Clin Res Cardiol (2022). https://doi.org/10.1007/s00392-022-02002-5
|TRoponin of Unknown origin in STroke evaluated by multi-component cardiac Magnetic resonance Imaging – the TRUST-MI study|
|S. Greulich1, P. Krumm2, L. Nenova1, K. A. L. Müller1, S. Poli3, K. Nikolaou2, U. Ziemann3, M. Gawaz1, A. Mengel3|
|1Innere Medizin III, Kardiologie und Kreislauferkrankungen, Universitätsklinikum Tübingen, Tübingen; 2Diagnostische und Interventionelle Radiologie, Universitätsklinikum Tübingen, Tübingen; 3Neurologie, Universitätsklinikum Tübingen, Tübingen;|
Increased high-sensitive cardiac troponin I (hs-cTnI) is a common finding in patients with acute ischemic stroke, occurring in more than 50% of the patients. However, only the minority of patients with elevated troponin demonstrates culprit lesions on coronary angiography with the need of immediate intervention. Therefore, other unknown mechanisms of myocardial damage causing elevated troponin levels must be present. Myocardial tissue damage of non-ischemic causes, e.g. inflammation, might be an alternative reason. Cardiac magnetic resonance (CMR) is the preferred method for non-invasive myocardial tissue characterization, with its technique of Late Gadolinium Enhancement (LGE) allowing distinct differentiation between ischemic and non-ischemic myocardial damage, and with the addition of recent mapping techniques (T1, T2, extracellular volume (ECV)) allowing even the detection of diffuse myocardial processes.
In this study, we sought to evaluate in troponin-positive stroke patients the prevalence of 1) culprit lesions by coronary angiography, and 2) myocardial tissue abnormalities by the use of a comprehensive CMR protocol including LGE-CMR and recent mapping techniques.
Patients with: 1) acute ischemic stroke, 2) no history of coronary artery disease, demonstrating increased troponin levels were prospectively enrolled. Beside coronary angiography, LGE-CMR was performed within the first days of the acute event. Ischemic LGE was defined as subendocardial or transmural enhancement; non-ischemic LGE was defined as intramural or subepicardial enhancement. Mapping values (T1, T2, ECV) were compared to the values of a healthy control group.

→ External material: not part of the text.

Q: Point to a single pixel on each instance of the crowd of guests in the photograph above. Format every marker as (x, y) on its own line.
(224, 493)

Twenty-five stroke patients (mean age 62 years; 44% females) with increased hs-cTnI [peak median 882 ng/L] had evaluable datasets with both coronary angiography and CMR exam. Only 2 patients (8%) with elevated troponin demonstrated culprit lesions in coronary angiography and underwent percutaneous coronary intervention (PCI). Overall, 13 patients (52%) showed evidence of LGE: (i) n=4 ischemic LGE, (ii) n=4 non-ischemic LGE, (iii) n=5 a combination of ischemic AND non-ischemic LGE pattern. The 2 patients who underwent PCI had both ischemic (transmural) scars. However, the majority of LGE-positive patients (n=9) showed exclusively non-ischemic LGE, or at least a combination of non-ischemic and ischemic myocardial lesions as demonstrated by LGE-CMR. In the 12 LGE-negative (but troponin-positive) patients, CMR mapping techniques revealed myocardial damage by the presence of at least one increased mapping parameter (T1, T2, ECV) in n=9 (75%) patients.
Our data confirm a low prevalence (8%) of culprit lesions in troponin-positive stroke patients. However, 52% of our patients demonstrated myocardial damage detected by LGE-CMR, with the majority of patients showing non-ischemic lesions or at least a combination of non-ischemic and ischemic lesions. The addition of CMR mapping techniques additionally detected 75% of the LGE negative patients with myocardial tissue abnormalities, underlining the important role of mapping techniques in the detection of even subtle and diffuse myocardial changes compared to LGE-CMR alone. Therefore, a comprehensive CMR protocol including both LGE and mapping techniques seems to add important value to the challenging clinical work-up of troponin-positive stroke patients.